Thursday, July 31, 2014

Carnegie Deli at Sands Bethlehem Review and Giveaway

I'm writing up this review the morning after my visit to Carnegie Deli at Sands Bethlehem -   and while finishing up the second half of my hot pastrami sandwich from last night. Yes ...  for breakfast. I don't often take home a full half of a sandwich including a bit of the other half, but the food at Carnegie Deli is just that big. I'm starting to think a Carnegie Deli in Texas, where everything is over-sized, would make sense.

I have wanted for years to stop in at Carnegie Deli in New York City, but was always rushing  here and there and never had the chance. How awesome is it that there's a Carnegie Deli in my  own neighborhood? There is nothing better than a really great Kosher-style deli and Carnegie more than fills the bill.

If you follow this blog at all, or my Facebook page, Twitter or Instagram, you'll know that we suffered a fire recently at the home of my ex-husband. My children live primarily with me, but one of the older girls lived with him full-time and many of the children's belongings were there at the house. Everyone but one of the cats made it out safe and that day all the children were with me. I've acquired a dog, a turtle and my second-oldest daughter is also now staying with us for an indefinite amount of time until things can be worked out. The stress of this has weighed a little on Dave and I and getting out for a night was a very welcome distraction.

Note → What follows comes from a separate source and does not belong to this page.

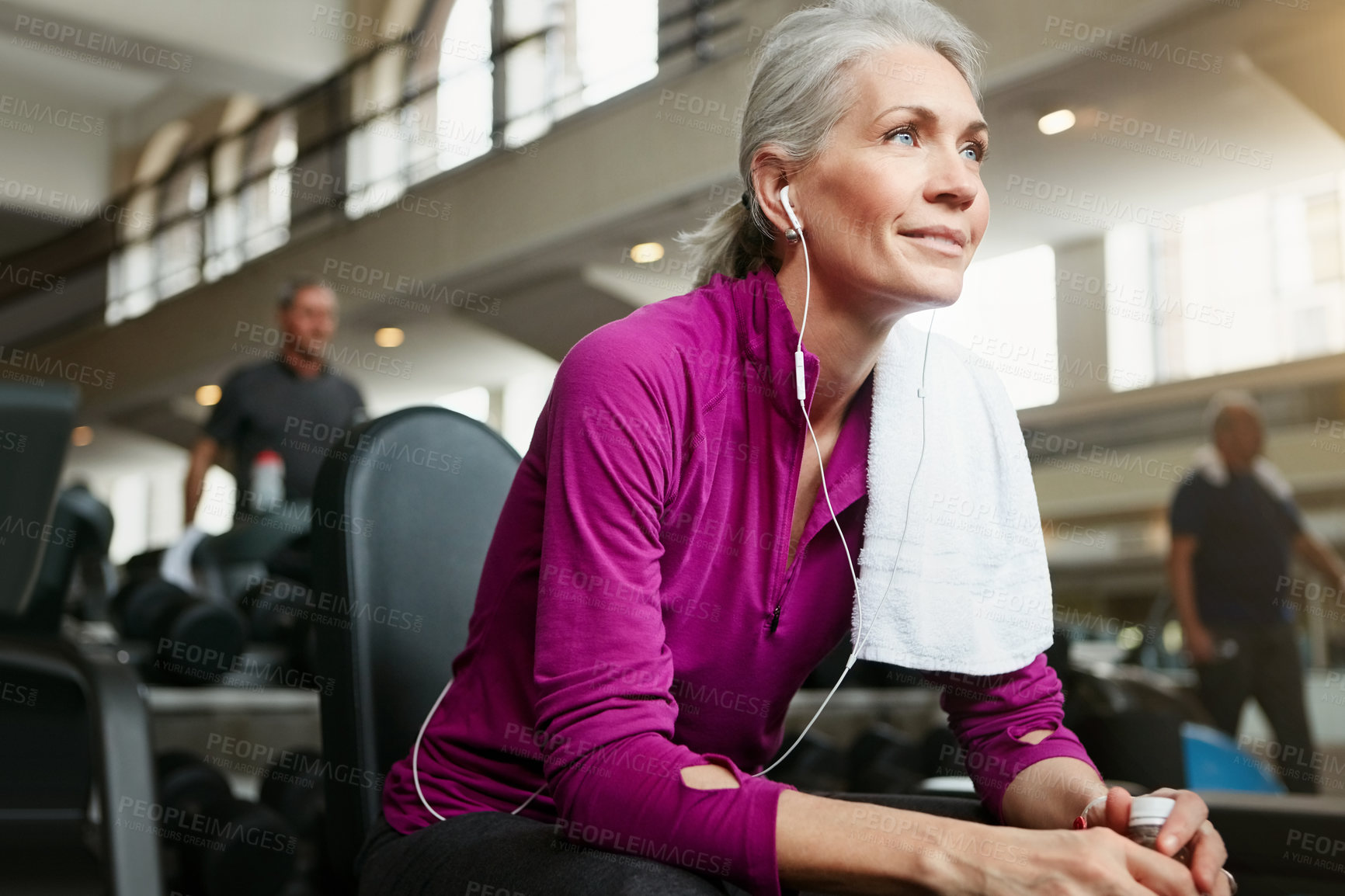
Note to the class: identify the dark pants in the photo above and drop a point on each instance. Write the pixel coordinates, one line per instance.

We went on a Wednesday evening and it wasn't too busy, but had steady traffic and a line at the door, a true indicator of good food. We were seated quickly and our drink orders  taken right away. We were handded 3 separate "menus", the main menu, specials for the day the  Early Bird special menu. I already knew what I wanted from perusing the menu online beforehand. You can view that for yourself HERE

On to the review. 
Each restaurant is scaled according to the type of restaurant it is. In other words, I  wouldn't use the same gravity of point for a fast food restaurant as I would for fine dining.  That's comparing apples and oranges. Scaling is 1 for Poor and 5 for Excellent so the total  Perfect Score for any restaurant would be 25.  

*Please note: I was given a gift certificate directly from Sands Bethlehem specifically for  the purpose of reviewing the restaurant and I was more than happy to oblige. Please note that  the benefit of having my meal paid for does not in any way influence my review. 

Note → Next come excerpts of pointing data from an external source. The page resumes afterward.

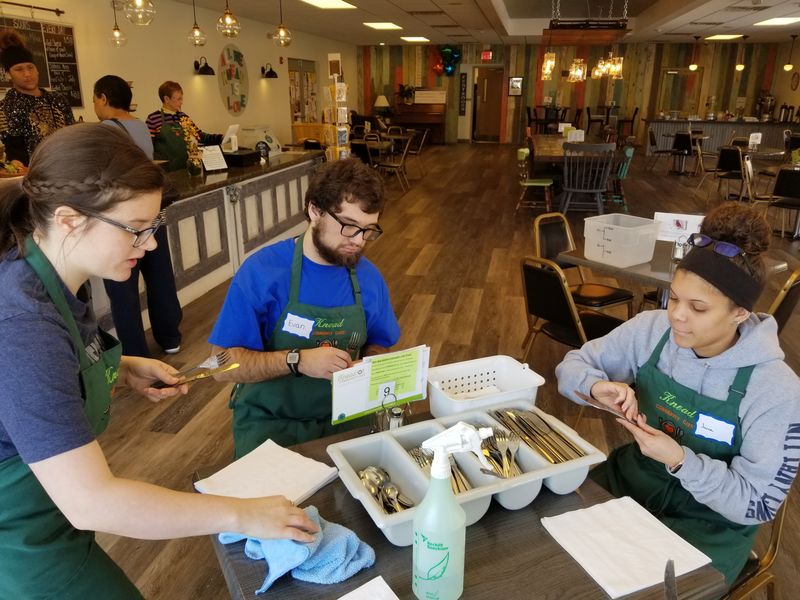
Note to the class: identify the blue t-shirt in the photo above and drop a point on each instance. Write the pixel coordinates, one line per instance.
(41, 409)
(260, 291)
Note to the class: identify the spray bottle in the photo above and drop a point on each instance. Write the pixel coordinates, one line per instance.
(440, 522)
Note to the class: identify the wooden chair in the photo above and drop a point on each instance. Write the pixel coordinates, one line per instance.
(757, 574)
(552, 235)
(786, 301)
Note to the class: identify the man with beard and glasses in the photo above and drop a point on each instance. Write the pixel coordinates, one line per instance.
(299, 310)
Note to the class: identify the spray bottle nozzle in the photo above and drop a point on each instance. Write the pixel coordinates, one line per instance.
(461, 437)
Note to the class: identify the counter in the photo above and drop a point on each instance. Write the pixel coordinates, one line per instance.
(719, 132)
(216, 220)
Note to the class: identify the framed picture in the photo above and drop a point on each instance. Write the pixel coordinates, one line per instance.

Parking- 5 There isn't any other score possible for this because there is valet parking at  all of The Sand's should you so choose to make use of it. Even so, there is ample parking  near the event center and everything is tied together inside so walking to the restaurant is  simple.

Ambiance- 5 This is just what a deli should be. Austere but interesting decor, comfortable  seating and appropriate lighting. Everything was clean and easy to navigate. The walls are decorated with famous patrons to the Deli and photos of NYC. 

Food- 5 I wouldn't expect any less from Carnegie Deli no matter what the location. We had two  appetizers, two sandwiches and shared a dessert. Here are the photos and descriptions:

Three menus for all your dining needs. The main menu, early bird specials and daily specials. We were also given a plate of Carnegie's famous half-sour pickles. Yum! 

We started with the potato pancake, which is served with sour cream and applesauce. Perfectly crispy outside and tender inside. 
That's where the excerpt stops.